Incident Report for Yext

Postmortem

Summary

On March 21st, at 2:02 PM EST, engineering received reports of elevated page load times in the Customer Portal. Investigation began immediately, and mitigations were implemented by 2:21 PM EST, at which time page load times returned to normal.

Root Cause

A bug in an asynchronous process occurred shortly after midnight on March 21st, causing the process to slowly increase its resource consumption. The unfettered resource consumption reached a critical point in the early afternoon, resulting in increased latency in Customer Portal requests. Once the source was identified, the asynchronous process was instantly terminated, releasing the resources.

Due to the gradual nature of the resource consumption, our alerting failed to detect the issue until it began to affect other systems. Going forward, we plan to implement mechanisms to prevent such runaway processes from consuming resources. We also plan to add alerting to actively detect latency increases over longer periods, to prevent such scenarios from impacting customer requests.

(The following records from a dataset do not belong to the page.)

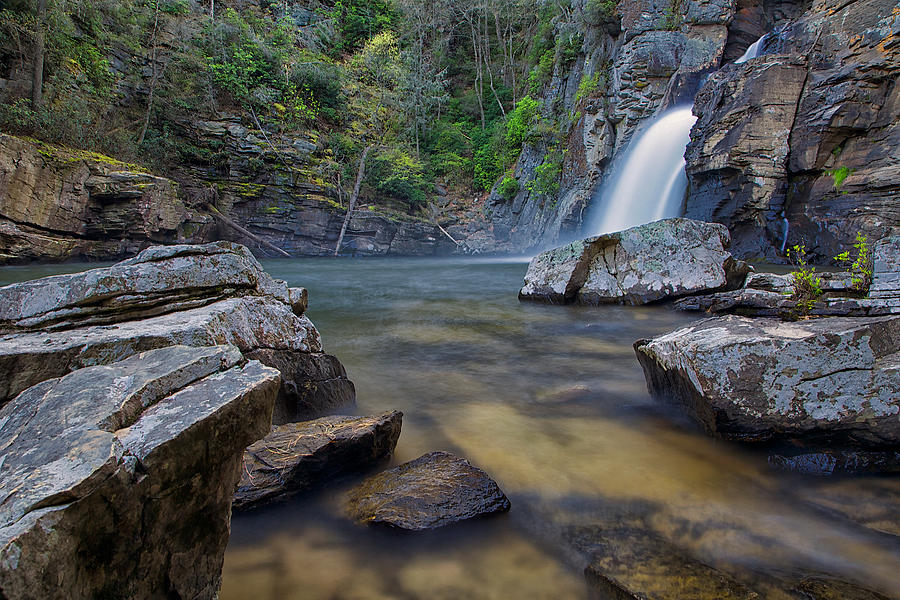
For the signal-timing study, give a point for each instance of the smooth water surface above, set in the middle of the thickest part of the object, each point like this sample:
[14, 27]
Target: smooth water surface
[551, 402]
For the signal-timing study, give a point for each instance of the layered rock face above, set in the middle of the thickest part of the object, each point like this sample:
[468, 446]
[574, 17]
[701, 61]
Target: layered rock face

Posted Apr 01, 2019 - 14:52 EDT

Resolved

This incident has been resolved.
Posted Mar 22, 2019 - 11:14 EDT

Monitoring

We have implemented mitigations and page load times have returned to normal. We will actively monitor the Customer Portal for any issues.
Posted Mar 21, 2019 - 17:21 EDT

Investigating

We are currently investigating reports of elevated page load times in the Customer Portal. We will update as soon as we have more details.
Posted Mar 21, 2019 - 14:01 EDT
This incident affected: Customer Portal Login.